By Rich Bockmann
Finding a job and landing one, whether it be white-, blue- or pink-collar, was the topic of discussion Friday at the 24th annual World of Working Women Conference in Flushing.
“This is a horrible economy for everybody. There are just very few jobs out there,” said Ann Jawin, founder of the Center for the Women of New York, which hosted the panel discussion and a job fair afterward at the Sheraton LaGuardia East Hotel. “[The panel is] an opportunity to hear about new careers and an opportunity to hear about the old careers. There’s nothing wrong with the old careers.”

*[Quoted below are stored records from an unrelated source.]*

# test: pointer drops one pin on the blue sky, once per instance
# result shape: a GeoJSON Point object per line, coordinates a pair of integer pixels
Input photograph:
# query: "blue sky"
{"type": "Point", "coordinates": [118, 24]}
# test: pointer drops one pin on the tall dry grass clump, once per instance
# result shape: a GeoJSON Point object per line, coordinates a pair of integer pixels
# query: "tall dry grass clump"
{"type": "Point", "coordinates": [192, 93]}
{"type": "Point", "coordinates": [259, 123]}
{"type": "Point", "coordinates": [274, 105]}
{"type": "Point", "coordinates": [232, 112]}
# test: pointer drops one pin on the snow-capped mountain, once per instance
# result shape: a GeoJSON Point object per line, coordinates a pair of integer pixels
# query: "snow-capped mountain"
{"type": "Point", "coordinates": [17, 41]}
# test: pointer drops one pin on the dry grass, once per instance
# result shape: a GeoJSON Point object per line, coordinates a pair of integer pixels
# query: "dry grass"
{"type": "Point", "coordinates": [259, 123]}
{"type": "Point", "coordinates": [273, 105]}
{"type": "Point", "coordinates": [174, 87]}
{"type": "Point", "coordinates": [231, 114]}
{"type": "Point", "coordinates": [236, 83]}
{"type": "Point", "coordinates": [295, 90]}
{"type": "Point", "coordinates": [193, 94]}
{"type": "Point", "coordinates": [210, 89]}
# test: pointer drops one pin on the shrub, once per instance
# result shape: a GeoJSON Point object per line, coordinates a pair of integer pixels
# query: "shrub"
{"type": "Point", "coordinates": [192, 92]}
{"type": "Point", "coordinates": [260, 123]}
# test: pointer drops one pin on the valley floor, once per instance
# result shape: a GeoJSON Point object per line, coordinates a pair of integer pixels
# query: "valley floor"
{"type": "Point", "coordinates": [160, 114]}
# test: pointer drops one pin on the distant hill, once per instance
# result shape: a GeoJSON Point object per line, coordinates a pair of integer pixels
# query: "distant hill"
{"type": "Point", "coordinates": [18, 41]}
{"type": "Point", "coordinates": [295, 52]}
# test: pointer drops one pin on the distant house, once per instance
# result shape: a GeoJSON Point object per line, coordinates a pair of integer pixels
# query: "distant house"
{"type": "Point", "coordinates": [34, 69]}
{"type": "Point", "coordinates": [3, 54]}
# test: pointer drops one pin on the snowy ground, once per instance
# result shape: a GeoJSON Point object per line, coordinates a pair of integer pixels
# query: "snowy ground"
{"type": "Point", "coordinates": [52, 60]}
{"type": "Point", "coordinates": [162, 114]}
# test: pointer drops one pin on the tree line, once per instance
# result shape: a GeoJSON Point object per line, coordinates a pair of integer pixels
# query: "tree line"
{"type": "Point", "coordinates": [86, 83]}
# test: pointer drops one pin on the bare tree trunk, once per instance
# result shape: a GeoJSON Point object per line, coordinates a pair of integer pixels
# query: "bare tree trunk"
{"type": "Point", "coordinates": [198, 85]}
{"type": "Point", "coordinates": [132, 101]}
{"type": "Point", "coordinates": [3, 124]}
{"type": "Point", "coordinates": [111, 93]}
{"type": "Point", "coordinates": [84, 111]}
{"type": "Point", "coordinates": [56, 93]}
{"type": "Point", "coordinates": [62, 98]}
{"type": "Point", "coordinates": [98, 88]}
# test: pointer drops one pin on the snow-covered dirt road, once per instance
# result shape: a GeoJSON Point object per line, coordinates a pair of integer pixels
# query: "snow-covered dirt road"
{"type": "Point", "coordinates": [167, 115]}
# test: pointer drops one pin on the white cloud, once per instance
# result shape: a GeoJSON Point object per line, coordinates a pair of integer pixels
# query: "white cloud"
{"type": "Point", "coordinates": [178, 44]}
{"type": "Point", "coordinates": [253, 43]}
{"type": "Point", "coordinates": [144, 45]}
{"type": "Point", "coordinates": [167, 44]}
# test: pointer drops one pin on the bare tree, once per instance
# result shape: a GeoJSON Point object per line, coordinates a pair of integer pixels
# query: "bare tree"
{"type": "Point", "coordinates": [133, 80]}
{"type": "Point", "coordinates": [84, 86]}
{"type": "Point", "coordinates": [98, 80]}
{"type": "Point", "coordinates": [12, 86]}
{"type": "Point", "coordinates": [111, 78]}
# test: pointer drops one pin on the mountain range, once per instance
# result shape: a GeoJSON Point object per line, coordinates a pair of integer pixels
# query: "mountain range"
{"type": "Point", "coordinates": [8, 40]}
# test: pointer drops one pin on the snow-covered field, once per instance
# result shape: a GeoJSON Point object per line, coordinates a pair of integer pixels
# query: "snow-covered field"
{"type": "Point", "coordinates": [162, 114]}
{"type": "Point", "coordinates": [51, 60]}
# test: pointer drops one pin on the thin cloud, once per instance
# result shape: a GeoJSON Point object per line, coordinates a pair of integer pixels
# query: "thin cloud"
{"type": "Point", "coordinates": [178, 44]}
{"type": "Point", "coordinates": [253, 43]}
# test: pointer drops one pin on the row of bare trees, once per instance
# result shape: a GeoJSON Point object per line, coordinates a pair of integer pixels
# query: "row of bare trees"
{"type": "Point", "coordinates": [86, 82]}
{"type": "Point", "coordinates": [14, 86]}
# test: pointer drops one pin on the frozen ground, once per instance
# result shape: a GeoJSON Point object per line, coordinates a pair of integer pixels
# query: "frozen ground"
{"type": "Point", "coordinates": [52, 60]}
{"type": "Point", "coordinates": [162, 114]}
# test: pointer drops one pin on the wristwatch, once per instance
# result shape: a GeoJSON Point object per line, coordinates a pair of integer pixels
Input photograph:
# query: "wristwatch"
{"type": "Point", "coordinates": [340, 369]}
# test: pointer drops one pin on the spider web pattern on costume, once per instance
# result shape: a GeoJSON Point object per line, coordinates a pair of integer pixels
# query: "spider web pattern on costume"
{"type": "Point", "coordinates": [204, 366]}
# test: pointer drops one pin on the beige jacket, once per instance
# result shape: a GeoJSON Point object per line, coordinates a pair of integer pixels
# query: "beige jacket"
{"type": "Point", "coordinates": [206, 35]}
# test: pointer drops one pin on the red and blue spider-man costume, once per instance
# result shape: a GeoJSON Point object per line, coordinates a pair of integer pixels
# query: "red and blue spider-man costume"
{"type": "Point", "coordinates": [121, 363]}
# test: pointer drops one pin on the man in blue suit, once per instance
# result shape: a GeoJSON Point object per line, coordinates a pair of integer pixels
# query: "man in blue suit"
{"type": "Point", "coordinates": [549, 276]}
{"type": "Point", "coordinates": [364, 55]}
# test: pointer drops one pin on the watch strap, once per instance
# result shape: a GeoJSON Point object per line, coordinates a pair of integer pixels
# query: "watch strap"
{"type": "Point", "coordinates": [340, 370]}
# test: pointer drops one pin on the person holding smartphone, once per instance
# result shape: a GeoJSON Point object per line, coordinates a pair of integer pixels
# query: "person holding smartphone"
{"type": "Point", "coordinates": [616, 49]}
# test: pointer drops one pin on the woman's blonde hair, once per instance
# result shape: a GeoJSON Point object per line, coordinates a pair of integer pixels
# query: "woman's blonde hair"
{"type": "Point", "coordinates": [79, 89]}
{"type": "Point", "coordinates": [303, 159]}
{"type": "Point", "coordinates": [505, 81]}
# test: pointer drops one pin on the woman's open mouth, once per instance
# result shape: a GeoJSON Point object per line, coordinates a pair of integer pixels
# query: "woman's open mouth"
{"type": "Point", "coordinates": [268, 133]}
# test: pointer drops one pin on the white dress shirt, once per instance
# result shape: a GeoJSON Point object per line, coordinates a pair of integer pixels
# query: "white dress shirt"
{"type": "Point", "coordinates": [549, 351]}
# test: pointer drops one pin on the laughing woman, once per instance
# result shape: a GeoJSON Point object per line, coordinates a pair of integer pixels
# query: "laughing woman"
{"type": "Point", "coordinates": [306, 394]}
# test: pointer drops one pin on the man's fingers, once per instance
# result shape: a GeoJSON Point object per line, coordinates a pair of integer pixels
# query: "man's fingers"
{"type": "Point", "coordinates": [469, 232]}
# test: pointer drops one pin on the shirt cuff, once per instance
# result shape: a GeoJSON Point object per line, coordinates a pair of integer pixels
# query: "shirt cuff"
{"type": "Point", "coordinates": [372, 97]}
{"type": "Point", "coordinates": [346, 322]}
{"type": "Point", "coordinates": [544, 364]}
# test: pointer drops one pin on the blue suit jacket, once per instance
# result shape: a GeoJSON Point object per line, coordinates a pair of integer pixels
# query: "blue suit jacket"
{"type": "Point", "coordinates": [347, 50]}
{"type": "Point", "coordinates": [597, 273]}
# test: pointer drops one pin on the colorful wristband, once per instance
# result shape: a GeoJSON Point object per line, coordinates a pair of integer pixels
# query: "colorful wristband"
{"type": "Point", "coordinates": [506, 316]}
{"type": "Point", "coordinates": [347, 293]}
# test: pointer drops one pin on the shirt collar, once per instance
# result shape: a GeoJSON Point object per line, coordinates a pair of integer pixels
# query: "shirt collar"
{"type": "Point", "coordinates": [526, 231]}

In September, the last month for which the state has data, 87,000 Queens residents were unemployed.
The panel, moderated by TimesLedger Newspapers Editor Roz Liston, discussed the ways women could better market themselves.
City Councilwoman Julissa Ferreras (D-East Elmhurst) said women should highlight one another’s professional rather than personal, strengths when networking.
“We need to promote ourselves better as sisters,” she said, and advised women to practice an “elevator speech” — a one-minute pitch of their value as an employee.
Several of the audience members asked questions about finding a job or switching a career later in life, when their age may be considered detrimental.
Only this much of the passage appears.